Skipping subscribers

Sunday, August 31st, 2003 @ 4:37 pm | Uncategorized

The RSS 2.0 spec says the channel element can optionally have skipDays and/or skipHours elements. Here’s what it says for skipDays:

skipDays
An XML element that contains up to seven sub-elements whose value is Monday, Tuesday, Wednesday, Thursday, Friday, Saturday or Sunday. Aggregators may not read the channel during days listed in the skipDays element.

As I understand it, the motivation behind these elements it to let aggregators know that they needn’t bother updating the channel at the given times or on the given days, because the author will be asleep (or otherwise occupied) and the content won’t change.

However, this assumes that the aggregator is updating at other times.
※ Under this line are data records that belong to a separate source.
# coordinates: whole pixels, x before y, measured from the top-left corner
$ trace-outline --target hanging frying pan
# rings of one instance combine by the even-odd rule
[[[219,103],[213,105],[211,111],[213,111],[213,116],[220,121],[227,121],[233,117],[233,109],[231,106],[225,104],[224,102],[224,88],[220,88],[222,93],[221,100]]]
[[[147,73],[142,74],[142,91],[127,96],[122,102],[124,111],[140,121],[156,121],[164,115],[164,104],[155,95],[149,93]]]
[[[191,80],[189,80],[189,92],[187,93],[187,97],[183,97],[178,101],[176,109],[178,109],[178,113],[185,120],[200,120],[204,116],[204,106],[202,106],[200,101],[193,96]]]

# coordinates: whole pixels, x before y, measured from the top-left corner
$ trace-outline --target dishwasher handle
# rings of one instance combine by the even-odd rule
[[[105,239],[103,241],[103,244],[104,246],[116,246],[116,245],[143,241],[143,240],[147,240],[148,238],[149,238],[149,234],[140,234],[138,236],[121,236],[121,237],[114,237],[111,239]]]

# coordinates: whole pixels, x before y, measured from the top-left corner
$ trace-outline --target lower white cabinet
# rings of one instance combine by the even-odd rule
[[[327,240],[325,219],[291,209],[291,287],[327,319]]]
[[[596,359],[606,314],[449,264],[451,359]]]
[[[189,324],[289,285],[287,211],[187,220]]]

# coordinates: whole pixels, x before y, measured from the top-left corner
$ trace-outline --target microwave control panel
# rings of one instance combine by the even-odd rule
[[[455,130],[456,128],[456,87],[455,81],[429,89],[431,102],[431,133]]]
What if, for example, a feed exists for a weekly newsletter published every Tuesday. The feed author could add a skipDays element to the channel to tell aggregators not to bother updating on any day but Tuesday, thus saving a lot of bandwidth through the rest of the week. But that won’t work. Anyone who doesn’t fire up their aggregator on a Tuesday (e.g. somebody who doesn’t work Tuesdays) won’t get the newsletter.

Similarly, if you were to use the skipHours element to say to aggregators “don’t update outside of my office hours”, you’ll be cutting out everyone who doesn’t use their aggregator during your office hours. Extrapolating further, for every hour or day you put in skipHours/skipDays you’ll be losing all the subscribers who happen to use their aggregators only at those times/on those days.

Perhaps this hasn’t been an issue due to the types of people who are using RSS at the moment, but this will change as RSS hits the big time and reaches consumers desktops. For example, my parents tend to use their computer for around 30 minutes in the evening, so once they start using RSS they could easily miss out on entire feeds skipping just one hour.

So, I think that skipHours and skipDays are useless in their current form. Far more useful would be a redefinition from “don’t read this channel at these times” to “the channel will not be updated at these times.” Aggregators can then use that information to save bandwidth whilst not missing anything, no matter when they’re run.